A Cursory Reflection on the Value of Solitude
What is the value of solitude? Is it selfish to treat it as a virtue or should it be stigmatized as a sign of social isolation, unhappiness or mental illness? When pondering about intractable questions that predate one’s own existence, it is always advisable to consider the wisdom of those who came before us. For this reason, I have attempted to answer these questions by combining the biting Victorian wit of Oscar Wilde with the classical wisdom of Aristotle, the metaphysical depth of John Donne's poetry and the immobile beauty of Lorado Taft’s sculpture.
On the merits of solitude, the always quotable and witty Oscar Wilde once said: “I think that it's very healthy to spend time alone. You need to know how to be alone and not be defined by another person.” Unfortunately, Wilde never lived to see the birth of our modern day capitalist society, which generally defines one's identity according to one's occupation and role played in the complex social network created to provide goods and services.
In the modern Facebook era, where social interaction is now digitally globalized, it may seem paradoxical to believe that a measure of solitude and quite contemplation is a prerequisite for the establishment of one's own true personal identity. Despite the undeniable importance of money and social networking in this world of ours, the true measure of a human being cannot be solely determined by a dollar sign, nor by an abstruse number of largely imaginary friends. After all, as any 19th century Romantic would say: the true path of mystery leads inwards. The quiet contemplation that only solitude can provide may go a long way in helping us gain a better sense of our own identity and purpose in this life. That is, if the extremes can be avoided.
On this point, Wilde's wit is best tempered with Aristotle's classical wisdom. The Greek philosopher believed that the inherent value of any virtue lies in the moderation of its real world application, the so-called golden mean. He used courage as an example. A surfeit of courage leads to recklessness, but a paucity of courage leads to cowardice.
The same logic applies to solitude. If one can avoid the extremes, solitude can lead to inner growth, a fruitful contemplation of the meaning of one's existence and, as Wilde suggests, a better understanding of one's own identity. In this sense, it would not be selfish to treat it as a virtue because constructive periods of solitude could better prepare an individual to be a happier, more self-confident and productive member of society.

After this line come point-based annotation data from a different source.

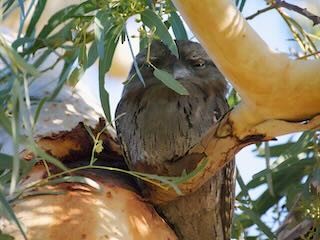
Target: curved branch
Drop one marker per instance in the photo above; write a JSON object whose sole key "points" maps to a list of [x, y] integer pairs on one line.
{"points": [[271, 85]]}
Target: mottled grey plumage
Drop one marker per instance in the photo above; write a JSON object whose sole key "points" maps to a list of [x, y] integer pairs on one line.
{"points": [[160, 126]]}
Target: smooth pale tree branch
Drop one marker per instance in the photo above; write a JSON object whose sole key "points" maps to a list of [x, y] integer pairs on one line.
{"points": [[271, 85]]}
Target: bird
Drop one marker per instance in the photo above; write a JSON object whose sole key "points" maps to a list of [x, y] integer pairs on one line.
{"points": [[157, 126]]}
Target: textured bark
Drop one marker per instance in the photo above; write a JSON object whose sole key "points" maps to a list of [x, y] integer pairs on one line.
{"points": [[207, 213]]}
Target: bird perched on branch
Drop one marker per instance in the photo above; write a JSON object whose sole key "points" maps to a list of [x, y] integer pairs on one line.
{"points": [[157, 126]]}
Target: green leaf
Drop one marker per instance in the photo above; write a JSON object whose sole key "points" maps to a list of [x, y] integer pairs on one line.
{"points": [[38, 110], [102, 25], [65, 14], [83, 56], [75, 76], [256, 219], [178, 27], [21, 4], [17, 60], [170, 82], [5, 121], [150, 19], [112, 38], [6, 208], [35, 17], [92, 54], [6, 237]]}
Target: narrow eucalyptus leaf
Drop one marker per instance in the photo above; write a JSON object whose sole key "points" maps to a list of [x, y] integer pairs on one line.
{"points": [[6, 237], [17, 60], [112, 38], [92, 54], [150, 19], [5, 206], [170, 82], [35, 17], [21, 4], [102, 25], [75, 76], [5, 121]]}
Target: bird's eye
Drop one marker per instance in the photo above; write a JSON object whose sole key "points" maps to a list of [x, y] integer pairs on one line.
{"points": [[199, 64]]}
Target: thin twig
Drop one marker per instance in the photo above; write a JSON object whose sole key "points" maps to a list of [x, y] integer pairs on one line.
{"points": [[283, 4], [261, 11]]}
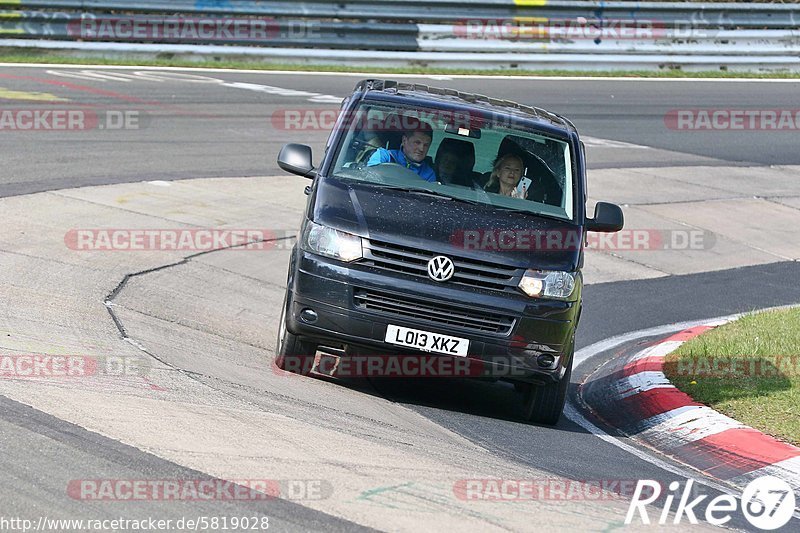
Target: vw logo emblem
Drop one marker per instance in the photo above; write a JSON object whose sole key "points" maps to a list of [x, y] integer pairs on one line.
{"points": [[441, 268]]}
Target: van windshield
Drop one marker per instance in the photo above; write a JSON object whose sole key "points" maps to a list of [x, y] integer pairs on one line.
{"points": [[489, 159]]}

On the other hand, if taken to any extreme, solitude may result in unhappiness, mental illness and the very destruction of one's own identity, if not spirit. This admonition comes as no special surprise. As John Donne once wrote: "No man is an island, entire of itself, every man is a piece of the continent, a part of the main..."

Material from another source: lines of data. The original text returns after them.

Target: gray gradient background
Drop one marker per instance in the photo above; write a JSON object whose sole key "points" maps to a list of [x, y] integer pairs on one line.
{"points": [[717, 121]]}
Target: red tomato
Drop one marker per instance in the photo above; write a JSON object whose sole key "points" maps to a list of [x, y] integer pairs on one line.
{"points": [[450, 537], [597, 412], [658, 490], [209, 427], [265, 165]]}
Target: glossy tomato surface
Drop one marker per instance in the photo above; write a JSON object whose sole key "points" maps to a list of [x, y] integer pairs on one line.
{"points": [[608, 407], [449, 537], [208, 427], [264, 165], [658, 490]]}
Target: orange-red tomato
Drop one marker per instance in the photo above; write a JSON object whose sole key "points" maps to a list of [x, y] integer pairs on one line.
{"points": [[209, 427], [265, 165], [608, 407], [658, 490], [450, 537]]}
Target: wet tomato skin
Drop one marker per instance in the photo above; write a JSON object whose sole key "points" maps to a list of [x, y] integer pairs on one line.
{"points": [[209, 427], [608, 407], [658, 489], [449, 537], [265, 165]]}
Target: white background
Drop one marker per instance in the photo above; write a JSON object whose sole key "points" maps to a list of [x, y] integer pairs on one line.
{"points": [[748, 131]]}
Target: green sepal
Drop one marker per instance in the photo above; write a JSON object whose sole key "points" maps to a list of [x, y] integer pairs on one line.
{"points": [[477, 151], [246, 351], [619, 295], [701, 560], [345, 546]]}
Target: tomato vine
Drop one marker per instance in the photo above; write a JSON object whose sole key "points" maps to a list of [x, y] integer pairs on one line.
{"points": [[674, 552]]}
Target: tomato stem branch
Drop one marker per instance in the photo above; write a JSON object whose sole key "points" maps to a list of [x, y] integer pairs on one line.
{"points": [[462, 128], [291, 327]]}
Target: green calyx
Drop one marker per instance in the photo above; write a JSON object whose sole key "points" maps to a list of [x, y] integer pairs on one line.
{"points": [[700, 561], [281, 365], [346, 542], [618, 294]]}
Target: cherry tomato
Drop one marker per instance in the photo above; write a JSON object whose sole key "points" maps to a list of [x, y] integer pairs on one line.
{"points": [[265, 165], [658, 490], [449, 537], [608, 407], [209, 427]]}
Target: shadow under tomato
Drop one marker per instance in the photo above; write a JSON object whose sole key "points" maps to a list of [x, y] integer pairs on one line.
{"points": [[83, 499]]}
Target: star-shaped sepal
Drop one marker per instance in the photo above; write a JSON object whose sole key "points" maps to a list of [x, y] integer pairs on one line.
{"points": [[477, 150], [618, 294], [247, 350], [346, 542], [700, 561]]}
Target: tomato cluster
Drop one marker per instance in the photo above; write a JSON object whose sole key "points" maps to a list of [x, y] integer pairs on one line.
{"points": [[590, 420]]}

The only aspect of this matter that these three men failed to address was the one considered by the sculptor Lorado Taft in his piece entitled “Solitude of the Soul”, displayed in this photograph taken at the Art Institute of Chicago. As one of Rodin's students in Paris, Taft explained the meaning of his work by saying that "However closely we may be thrown together by circumstances ... we are ultimately unknown to each other." In this sense, Taft disputes the claim that we are social beings. Given our inability to fully know each other, we are inevitably imprisoned within ourselves, hence the importance of at least coming to know yourself.
Personally, I feel the urge to refute Taft’s affirmation because it would undermine my credence in the lasting significance of interpersonal relationships. If his words were taken to their logical conclusion, each individual would be forced to spend his life in an invisible cell of solitary confinement, even when surrounded by the most gregarious of crowds. Experience has taught me that through language, self-expression, love, freedom and sincerity, this need not be so. But I must admit that when I look at this sculpture what I really see is the worst form of solitude imaginable, the one experienced when you're in the company of someone who allegedly loves you and yet, you feel absolutely alone, a matter to be discussed another day.